Camera cleaning for cave men

I took a picture of a pretty sunrise last week with our Samsung point-and-shoot, and when I pulled it into Lightroom off the camera, it had a big nasty black glob just to the left of the sun. It was easy enough to fix in Photoshop, but I needed to fix the cause of the glob. 


No problem, I thought, I’ll just clean the lens. Well, the lens was clean. The glob was on the interior of the lens assembly. Getting foreign objects into a lens is always a possibility with lenses that extend and retract, since air gets sucked into the assembly when the lens moves. Without cleaning the lens assembly, this glob was going to be on every picture the camera would take until the end of time. 

I could have taken it in to a local camera repair shop to get professionally cleaned, but I have to guess that I wouldn’t get it back for less than $50, which is nearly what I paid for it three months ago. We got this camera for a steal, but I still wanted it to work well. I checked the warranty information, but I’d have to send it to Skokie to a place I’ve never heard of before, and the warranty says it doesn’t cover routine cleaning. I’m pretty sure foreign objects inside the lens assembly does not count as routine, but would I have to pay postage both directions and then fight that fight? Not worth it. It’s sad when you have to assume a valid warranty won’t be worth the hassle.
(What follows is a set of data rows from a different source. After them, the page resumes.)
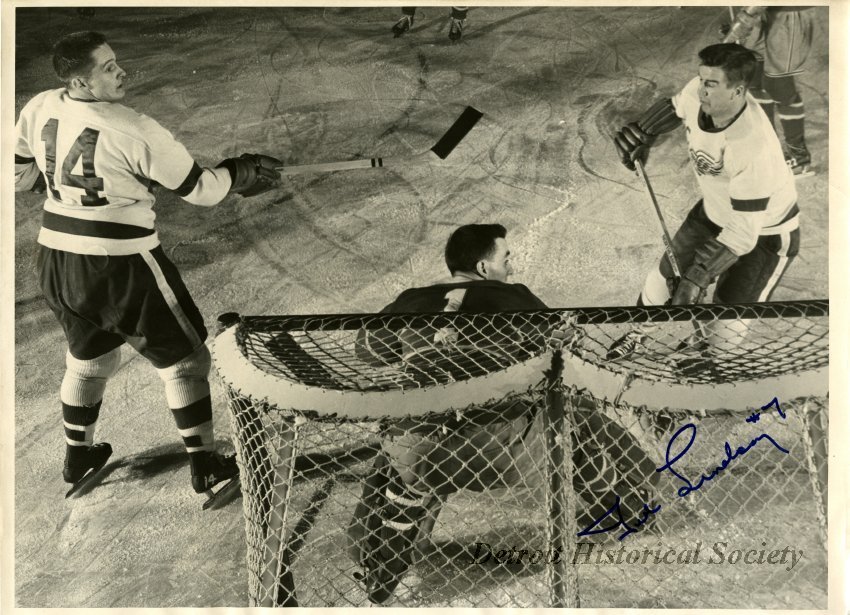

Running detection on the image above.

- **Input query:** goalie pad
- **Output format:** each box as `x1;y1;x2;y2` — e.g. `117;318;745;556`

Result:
573;405;661;528
347;454;438;604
I like fixing things and taking things apart, but I’ve acknowledged that there are limits to what I can re-assemble. I could go in with a miniature screwdriver, dismantle the camera, and then clean it myself, but there’s a good chance I’d make it worse. Cameras are assembled in very clean environments for the exact reason I am trying to get rid of.

On a whim, I thought that maybe I could jostle the particle out of the way. So I banged the camera on a desk a couple times, but no success. I turned the camera on an angle and then banged quite a bit harder once or twice, and voila, clean images again! There’s still a mystery dingleberry inside the lens somewhere, but it’s not in front of the sensor anymore!

Moral of the story: to clean a delicate optical instrument assembled in a clean room, bang it on a table hard enough to make you nervous.